CLIP like contrastive vision-language models for Italian with pre-trained text and vision models
For this project, a pre-trained image model like
ViT and a pre-trained text model like
BERT can be used as an image encoder and text encoder respectively.
Pre-trained ViT, BERT models can be found on the model hub. We could also use multi-lingual BERT/RoBERTa models for the Italian language.
The WIT dataset can be used for this task.
Available training scripts
A training script for this will be provided soon. (see PR)
(Optional) Desired project outcome
The desired outcome is to train a CLIP-like model for Italian language.
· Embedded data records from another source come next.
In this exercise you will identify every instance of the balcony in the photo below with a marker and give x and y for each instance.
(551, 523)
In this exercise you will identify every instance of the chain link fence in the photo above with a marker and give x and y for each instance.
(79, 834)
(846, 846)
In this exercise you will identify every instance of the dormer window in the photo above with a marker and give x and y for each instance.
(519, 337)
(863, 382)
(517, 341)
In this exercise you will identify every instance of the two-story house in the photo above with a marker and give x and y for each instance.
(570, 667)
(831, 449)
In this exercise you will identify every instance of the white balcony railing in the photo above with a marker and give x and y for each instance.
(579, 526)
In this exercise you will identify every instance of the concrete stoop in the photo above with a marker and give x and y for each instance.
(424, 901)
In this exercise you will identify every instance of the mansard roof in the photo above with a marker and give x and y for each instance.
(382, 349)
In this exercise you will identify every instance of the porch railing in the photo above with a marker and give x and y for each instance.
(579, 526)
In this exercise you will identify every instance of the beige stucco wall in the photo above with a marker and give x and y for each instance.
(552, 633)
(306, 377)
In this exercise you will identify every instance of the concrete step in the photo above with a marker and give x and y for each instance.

This can be showcased with a streamlit or gradio app.
This model will require some modifications to the existing models. Specifically, we will need to add projection layers in both the text and image encoder models.
That is super interesting!
We have ViT and Italian checkpoints: can’t wait to see it in action!
Seems like a wonderful idea @vinid!
Would be great to benchmark it against the multilingual version produced by the SentenceBERT team (demo notebook here, docs here) since they were obtaining impressive performances using their multilingual distillation process!
Yes! That would be the perfect testbed!
Great idea @vinid!
I am not an expert in computer vision, but I can definitely help with the project
It’s a great idea! Also, it would be nice to know how they distilled to get the multilingual CLIP.
Do they first distill the text encoder only and then align/fine-tune the multilingual embeddings with image embeddings? Maybe we can borrow some ideas for our CLIP training as well.
@g8a9 They seem to train a bilingual student encoder on parallel data and use MSE as loss against the original ENG text encoder outputs. More info in the paper.
If training is done directly in Italian, MSCOCO-it is definitely an option!
Hello @vinid & Team,
I am interested to be a part of such an amazing project & team. I will try my best to contribute to the Italian version of CLIP like model. It would be nice if we could discuss some learning resources that would be useful for this project.I can work in any time zone that is comfortable for everyone in the team
@gsarti I see, but still I’m not sure how that is adopted in CLIP.
Perhaps, they use the pre-trained CLIP text encoder as the teacher and a bilingual student encoder. Next, they adopt the trained student as the CLIP text encoder.
But now, IMO the multilingual distillation has misaligned text and image embeddings in CLIP’s contrastive space (is that any right?).
I was wondering if they run an additional contrastive-loss pretraining with the new encoder.
I hope we’ll have time to discuss that and more on a dedicated Discord/Slack server if the project gets funded (or even if it doesn’t)
Totally agree on MSCOCO-it. Together with WIT (it), I think they’re a good starting point.
I’d be happy to join this project! I have a background in Computer Vision and a little experience with JAX so I hope I can contribute to it!
Awesome! let’s officially define this project
Putting everybody in the official sheet here. More people can still join! Leave a comment here or on the sheet if you want to change something.
@vinid created a channel on the discord server to discuss the project. See you there
Hi everyone! This looks like a promising project, am I too late to join it? Did you start off yet? If not I’ll be glad to leave a comment on the sheet asking for me to be officially added to the team!
Happy to have you on board! We just had a quick meeting today but we can share the notes with you on discord
Ahahaha, I’ve literally just landed on the Discord channel and found that I was too little too late!
I’m writing you there